At block 828, the occurrence of another trigger for risk prediction generation is determined. In some embodiments, this can include determining that it is time for generation of a new risk prediction and/or that an intervening event has occurred thereby triggering generation of a new risk prediction. This determination can be made by the computing resource. After the determination of the occurrence of the trigger event, the process returns to block 804, and proceeds as outlined above.

Due to the repeated generation of risk predictions, in some cases daily generation of risk predictions, a plurality of risk predictions can be generated at regular intervals over a period of time. For example, in some embodiments, a risk prediction may be generated each day for a plurality of days.

Referring to FIG. 9, a flowchart illustrating one embodiment of a process 900 for generating replacement features is shown. The process 900 can be performed as a part of process 800, and specifically can be performed subsequent to the process 800 moving to block 810. The process 900 begins at block 902, wherein aged data and/or aged features are identified. In some embodiments, this can include identifying time variable data that is older than a predetermined amount of time and/or that has been previously used in generation of a risk prediction. In some embodiments, this can include the computer resource 352 evaluating the received data to identify which of the received data is aged.
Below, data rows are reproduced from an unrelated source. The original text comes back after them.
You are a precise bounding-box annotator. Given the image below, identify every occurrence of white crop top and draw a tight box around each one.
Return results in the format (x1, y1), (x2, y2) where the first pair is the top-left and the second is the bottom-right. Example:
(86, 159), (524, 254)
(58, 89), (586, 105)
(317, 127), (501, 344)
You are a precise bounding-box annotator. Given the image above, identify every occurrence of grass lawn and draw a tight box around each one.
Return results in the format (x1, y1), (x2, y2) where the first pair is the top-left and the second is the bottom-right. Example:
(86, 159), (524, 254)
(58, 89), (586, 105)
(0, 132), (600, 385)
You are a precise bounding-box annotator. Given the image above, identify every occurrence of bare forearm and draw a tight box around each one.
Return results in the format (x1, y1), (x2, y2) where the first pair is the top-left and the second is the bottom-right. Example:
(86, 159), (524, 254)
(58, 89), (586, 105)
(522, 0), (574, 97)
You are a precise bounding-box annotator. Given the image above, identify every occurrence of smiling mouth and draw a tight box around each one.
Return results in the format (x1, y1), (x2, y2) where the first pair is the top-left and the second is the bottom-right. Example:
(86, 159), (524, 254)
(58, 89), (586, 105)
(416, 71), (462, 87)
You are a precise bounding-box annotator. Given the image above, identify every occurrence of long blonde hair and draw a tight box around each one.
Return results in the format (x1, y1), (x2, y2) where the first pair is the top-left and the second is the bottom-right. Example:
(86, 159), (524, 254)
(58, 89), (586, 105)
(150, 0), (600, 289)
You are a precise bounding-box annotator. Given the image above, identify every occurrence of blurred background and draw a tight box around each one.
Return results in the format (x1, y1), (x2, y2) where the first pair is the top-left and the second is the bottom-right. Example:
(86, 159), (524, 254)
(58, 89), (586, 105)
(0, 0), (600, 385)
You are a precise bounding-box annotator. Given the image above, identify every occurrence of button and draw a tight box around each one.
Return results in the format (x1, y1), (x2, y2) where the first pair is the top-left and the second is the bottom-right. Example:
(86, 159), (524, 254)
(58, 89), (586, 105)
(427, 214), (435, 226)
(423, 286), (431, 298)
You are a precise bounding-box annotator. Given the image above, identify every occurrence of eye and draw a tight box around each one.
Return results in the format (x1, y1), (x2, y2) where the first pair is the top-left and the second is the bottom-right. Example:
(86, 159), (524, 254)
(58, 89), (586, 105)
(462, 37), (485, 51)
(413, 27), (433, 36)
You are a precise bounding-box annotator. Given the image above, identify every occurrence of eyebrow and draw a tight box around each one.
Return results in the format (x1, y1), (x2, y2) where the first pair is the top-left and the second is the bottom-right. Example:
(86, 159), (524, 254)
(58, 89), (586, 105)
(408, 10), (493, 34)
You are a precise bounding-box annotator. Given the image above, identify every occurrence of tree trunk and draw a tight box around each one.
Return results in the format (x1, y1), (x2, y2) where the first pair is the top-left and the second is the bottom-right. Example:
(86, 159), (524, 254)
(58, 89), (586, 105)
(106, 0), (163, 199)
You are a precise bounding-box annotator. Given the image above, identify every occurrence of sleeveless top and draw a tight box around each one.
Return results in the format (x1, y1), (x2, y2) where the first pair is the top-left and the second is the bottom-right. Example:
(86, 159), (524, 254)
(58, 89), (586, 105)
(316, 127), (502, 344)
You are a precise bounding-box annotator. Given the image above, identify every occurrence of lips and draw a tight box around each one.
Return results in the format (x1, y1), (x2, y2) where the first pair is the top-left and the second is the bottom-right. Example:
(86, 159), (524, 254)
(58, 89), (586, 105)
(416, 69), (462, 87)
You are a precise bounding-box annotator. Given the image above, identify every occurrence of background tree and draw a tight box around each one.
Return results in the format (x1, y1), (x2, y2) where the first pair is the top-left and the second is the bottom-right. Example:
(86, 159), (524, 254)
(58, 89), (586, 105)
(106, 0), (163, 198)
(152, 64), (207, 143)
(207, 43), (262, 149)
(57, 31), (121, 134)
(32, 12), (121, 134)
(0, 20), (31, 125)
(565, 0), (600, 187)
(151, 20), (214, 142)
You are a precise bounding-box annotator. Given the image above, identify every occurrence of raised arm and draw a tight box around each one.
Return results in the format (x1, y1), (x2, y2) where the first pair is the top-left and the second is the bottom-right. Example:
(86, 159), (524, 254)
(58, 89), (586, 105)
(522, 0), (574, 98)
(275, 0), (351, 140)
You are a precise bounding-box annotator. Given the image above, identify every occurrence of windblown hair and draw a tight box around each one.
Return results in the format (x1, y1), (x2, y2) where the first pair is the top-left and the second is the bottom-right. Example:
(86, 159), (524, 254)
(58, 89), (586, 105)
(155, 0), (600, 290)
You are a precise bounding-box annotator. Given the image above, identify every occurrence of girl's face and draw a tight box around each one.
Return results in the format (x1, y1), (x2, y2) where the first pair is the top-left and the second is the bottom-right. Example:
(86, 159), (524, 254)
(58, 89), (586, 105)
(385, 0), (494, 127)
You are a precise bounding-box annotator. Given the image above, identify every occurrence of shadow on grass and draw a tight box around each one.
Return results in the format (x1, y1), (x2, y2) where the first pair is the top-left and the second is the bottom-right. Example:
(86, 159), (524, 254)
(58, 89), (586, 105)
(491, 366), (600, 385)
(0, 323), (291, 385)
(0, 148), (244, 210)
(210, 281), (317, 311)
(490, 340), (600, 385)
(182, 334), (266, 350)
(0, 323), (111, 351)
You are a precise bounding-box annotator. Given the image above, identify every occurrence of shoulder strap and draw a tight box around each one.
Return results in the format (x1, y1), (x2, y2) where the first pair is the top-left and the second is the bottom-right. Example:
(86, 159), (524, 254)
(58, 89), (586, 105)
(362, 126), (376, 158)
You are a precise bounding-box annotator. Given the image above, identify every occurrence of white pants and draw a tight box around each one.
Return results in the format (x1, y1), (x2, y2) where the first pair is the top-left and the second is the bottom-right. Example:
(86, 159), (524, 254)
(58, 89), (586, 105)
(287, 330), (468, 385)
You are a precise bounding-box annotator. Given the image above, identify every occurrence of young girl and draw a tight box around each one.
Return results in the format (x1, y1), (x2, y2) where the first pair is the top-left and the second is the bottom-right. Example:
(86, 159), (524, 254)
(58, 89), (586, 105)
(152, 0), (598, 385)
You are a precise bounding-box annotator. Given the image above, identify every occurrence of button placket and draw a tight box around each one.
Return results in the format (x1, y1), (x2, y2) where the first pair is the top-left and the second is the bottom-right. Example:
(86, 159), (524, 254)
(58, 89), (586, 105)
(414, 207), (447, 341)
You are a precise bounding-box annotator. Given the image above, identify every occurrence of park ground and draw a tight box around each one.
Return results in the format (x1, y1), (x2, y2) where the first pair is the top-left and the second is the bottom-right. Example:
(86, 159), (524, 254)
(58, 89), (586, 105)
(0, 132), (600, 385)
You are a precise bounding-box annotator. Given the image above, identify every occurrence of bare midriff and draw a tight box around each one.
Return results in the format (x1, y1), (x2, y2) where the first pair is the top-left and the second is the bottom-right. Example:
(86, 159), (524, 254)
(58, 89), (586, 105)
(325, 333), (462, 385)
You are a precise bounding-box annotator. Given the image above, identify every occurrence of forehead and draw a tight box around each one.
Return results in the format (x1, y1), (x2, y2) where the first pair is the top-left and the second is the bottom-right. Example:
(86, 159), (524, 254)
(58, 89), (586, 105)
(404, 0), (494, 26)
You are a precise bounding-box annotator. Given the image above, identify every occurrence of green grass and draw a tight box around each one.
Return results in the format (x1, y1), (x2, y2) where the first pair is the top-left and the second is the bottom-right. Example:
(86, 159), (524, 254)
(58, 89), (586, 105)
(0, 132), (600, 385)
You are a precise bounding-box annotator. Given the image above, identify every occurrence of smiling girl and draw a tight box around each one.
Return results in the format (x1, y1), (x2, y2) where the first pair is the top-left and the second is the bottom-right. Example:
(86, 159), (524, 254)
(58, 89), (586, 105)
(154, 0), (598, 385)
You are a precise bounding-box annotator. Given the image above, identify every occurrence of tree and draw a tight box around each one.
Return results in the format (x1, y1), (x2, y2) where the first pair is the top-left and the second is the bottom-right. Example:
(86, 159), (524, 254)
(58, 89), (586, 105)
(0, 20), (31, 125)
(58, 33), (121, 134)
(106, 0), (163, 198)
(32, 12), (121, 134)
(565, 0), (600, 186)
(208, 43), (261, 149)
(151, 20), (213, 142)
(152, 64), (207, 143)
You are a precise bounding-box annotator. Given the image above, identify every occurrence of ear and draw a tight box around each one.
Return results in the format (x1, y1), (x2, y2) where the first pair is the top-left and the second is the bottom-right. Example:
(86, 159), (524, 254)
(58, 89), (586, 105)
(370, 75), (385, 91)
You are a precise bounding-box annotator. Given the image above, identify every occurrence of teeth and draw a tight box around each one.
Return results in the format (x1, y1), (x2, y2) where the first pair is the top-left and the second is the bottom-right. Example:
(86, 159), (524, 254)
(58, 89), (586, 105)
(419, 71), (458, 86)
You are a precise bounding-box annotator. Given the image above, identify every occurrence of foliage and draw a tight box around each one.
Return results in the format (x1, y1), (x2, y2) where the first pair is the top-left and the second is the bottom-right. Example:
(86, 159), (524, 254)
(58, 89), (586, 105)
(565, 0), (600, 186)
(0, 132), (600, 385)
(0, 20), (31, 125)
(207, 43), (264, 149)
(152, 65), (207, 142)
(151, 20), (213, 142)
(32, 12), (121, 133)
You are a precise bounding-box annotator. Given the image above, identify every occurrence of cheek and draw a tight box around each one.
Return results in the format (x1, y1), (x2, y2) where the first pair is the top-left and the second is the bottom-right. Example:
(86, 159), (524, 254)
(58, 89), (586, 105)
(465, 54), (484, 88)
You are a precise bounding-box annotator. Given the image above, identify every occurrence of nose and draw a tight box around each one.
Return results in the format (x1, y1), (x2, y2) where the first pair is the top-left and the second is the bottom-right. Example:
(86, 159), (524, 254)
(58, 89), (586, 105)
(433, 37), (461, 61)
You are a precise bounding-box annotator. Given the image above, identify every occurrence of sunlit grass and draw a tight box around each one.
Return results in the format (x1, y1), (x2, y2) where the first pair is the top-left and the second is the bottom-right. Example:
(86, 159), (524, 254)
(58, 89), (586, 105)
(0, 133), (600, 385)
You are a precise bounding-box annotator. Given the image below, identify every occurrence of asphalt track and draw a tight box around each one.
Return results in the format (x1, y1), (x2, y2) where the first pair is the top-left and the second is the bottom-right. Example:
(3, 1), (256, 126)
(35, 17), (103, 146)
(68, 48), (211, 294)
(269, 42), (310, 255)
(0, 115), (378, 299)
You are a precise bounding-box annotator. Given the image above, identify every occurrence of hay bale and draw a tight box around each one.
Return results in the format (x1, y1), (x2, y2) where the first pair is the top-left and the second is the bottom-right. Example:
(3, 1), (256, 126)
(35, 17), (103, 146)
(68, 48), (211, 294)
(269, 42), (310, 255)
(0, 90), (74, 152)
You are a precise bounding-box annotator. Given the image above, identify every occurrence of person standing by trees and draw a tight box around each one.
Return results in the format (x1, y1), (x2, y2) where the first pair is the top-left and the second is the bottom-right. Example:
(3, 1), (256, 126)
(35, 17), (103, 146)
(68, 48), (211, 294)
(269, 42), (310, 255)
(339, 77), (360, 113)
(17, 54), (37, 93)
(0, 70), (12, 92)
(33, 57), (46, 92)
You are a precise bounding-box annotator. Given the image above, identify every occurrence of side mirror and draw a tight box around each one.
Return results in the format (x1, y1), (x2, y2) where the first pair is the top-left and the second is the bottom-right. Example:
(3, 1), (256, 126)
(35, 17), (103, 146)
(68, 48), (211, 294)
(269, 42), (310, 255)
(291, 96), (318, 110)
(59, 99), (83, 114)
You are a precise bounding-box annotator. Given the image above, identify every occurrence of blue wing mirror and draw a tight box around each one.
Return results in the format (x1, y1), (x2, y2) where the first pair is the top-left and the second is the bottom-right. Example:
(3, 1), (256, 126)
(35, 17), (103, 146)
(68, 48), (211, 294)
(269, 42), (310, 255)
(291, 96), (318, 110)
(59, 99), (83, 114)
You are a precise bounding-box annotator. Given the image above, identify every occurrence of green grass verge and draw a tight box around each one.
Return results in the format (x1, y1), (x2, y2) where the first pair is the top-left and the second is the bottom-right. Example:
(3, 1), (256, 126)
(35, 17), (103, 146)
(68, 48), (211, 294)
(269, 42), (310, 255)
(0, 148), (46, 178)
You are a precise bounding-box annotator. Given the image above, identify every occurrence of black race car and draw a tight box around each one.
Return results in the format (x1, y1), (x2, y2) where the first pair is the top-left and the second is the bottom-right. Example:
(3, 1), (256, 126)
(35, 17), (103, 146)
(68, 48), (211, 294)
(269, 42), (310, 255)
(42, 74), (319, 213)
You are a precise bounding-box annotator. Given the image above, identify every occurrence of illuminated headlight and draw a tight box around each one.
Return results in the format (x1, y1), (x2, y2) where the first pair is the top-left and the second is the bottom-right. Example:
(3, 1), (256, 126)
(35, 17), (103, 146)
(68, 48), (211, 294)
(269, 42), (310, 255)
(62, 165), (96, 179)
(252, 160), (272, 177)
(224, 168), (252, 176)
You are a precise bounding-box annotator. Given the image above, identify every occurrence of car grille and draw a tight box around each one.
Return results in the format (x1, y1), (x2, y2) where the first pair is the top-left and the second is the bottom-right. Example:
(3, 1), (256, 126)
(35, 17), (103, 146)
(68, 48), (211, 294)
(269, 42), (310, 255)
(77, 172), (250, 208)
At block 904, one or several data replacement models are identified. In some embodiments, a data replacement model can be a vehicle through which replacement data can be generated, created, and/or received. This replacement data can then, in some embodiments, be used in the place of the aged data. In some embodiments, different types of aged data can have different data replacement models. In some embodiments, aged data relating to an attribute of a patient, can use a replacement model based on a proxy cohort of one or several patients sharing one or several attributes with the patient for whom the replacement data is being generated. In some embodiments, the data replacement model can be a model that selects a most recent value for use as a replacement model, and in some embodiments, the data replacement model can be configured to determine to generate new data in the place of at least one of the aged features, and schedule an action to generate that new data.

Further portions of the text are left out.